Visiting our son Josh, daughter-in-law Kelly, and 2 ½ year old granddaughter Ada in Bridgewater, Massachusetts two weekends ago, a story in the Boston Sunday Globe grabbed my attention.
In Your Backyard, by Ben Carmichael, a Globe correspondent, had a subtitle: You don’t have to travel to the West to find some great spots for fly fishing and bird hunting.
I immediately anticipated a great story about Maine. Alas. Here are the first two paragraphs.
“People think they have to fly West to find this,” said Eric Gass, looking out at the rolling hills spread out before us, resplendent in their fall color.
That was last October. Gass is a hunting and fly fishing guide based in the Deerfield River Valley. And he is onto something. For those who live in New England and enjoy chasing both feathers and fins, the conversation about where to go bird hunting and fly fishing for trout is so often about someplace else.

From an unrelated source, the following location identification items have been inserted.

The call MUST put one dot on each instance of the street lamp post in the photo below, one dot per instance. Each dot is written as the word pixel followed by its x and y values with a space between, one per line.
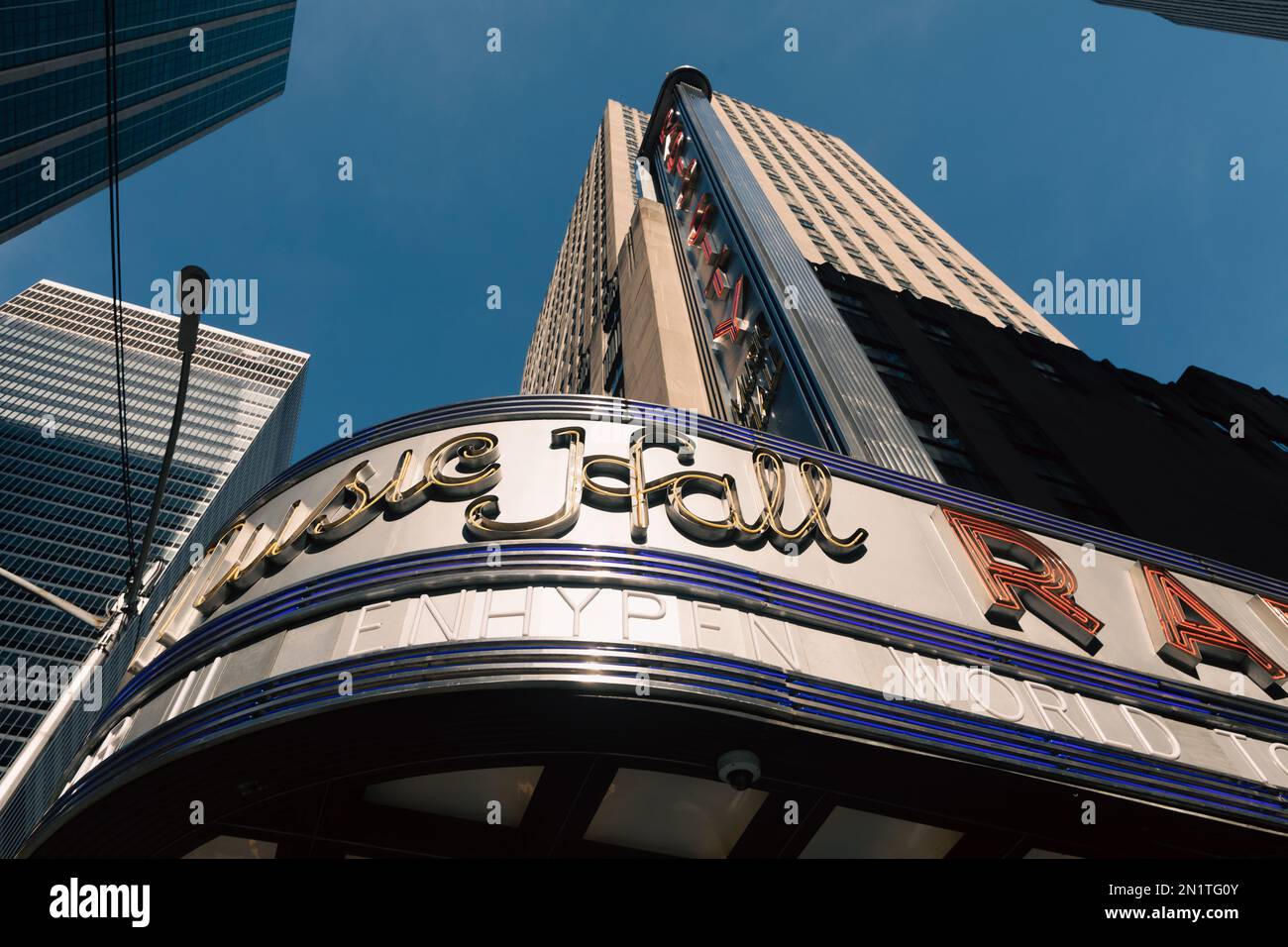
pixel 193 289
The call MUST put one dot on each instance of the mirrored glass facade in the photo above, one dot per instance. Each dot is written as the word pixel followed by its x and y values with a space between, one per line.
pixel 62 521
pixel 171 86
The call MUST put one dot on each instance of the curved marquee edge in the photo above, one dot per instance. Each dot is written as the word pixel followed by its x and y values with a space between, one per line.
pixel 528 562
pixel 678 676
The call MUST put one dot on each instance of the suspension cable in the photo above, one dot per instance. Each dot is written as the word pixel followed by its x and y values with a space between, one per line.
pixel 114 191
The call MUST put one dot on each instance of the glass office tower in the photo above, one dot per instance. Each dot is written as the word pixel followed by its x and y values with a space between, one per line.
pixel 172 85
pixel 62 521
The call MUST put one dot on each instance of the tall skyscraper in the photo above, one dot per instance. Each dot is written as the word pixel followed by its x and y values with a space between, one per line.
pixel 761 272
pixel 1249 17
pixel 618 287
pixel 62 521
pixel 181 71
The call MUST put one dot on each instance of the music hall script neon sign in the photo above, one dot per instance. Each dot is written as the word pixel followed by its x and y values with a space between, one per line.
pixel 1009 571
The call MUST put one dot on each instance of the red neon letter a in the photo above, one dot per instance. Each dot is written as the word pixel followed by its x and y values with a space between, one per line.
pixel 1043 583
pixel 1188 633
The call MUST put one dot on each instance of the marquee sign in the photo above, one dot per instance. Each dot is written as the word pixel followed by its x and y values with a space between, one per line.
pixel 1096 647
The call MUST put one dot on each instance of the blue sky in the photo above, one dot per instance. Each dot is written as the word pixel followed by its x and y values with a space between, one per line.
pixel 1107 163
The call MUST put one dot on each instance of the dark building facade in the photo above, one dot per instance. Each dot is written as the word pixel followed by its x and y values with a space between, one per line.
pixel 183 68
pixel 1249 17
pixel 1048 427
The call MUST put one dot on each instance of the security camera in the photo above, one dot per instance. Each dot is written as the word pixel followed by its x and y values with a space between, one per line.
pixel 739 768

The consistent call is to head to the American West. The assumption is that there couldn’t be anything worthwhile close to home. Could there?
Of course there could be. Just a couple of hours away in Maine. At this point, I eagerly anticipated the revelation that Maine offers great fall bird hunting and angling. But no. A photo below that paragraph in the Globe trumpeted the fact that “The fly fishing and bird hunting by the Deerfield River can be as good as anything out West.”
Why not Maine? Well, here is the sad (for this Mainer) end of that Globe story.
“Unfortunately we can’t fly out to Montana every weekend,” Bonzagni said. “But you can get a taste of it every weekend in Western Mass.”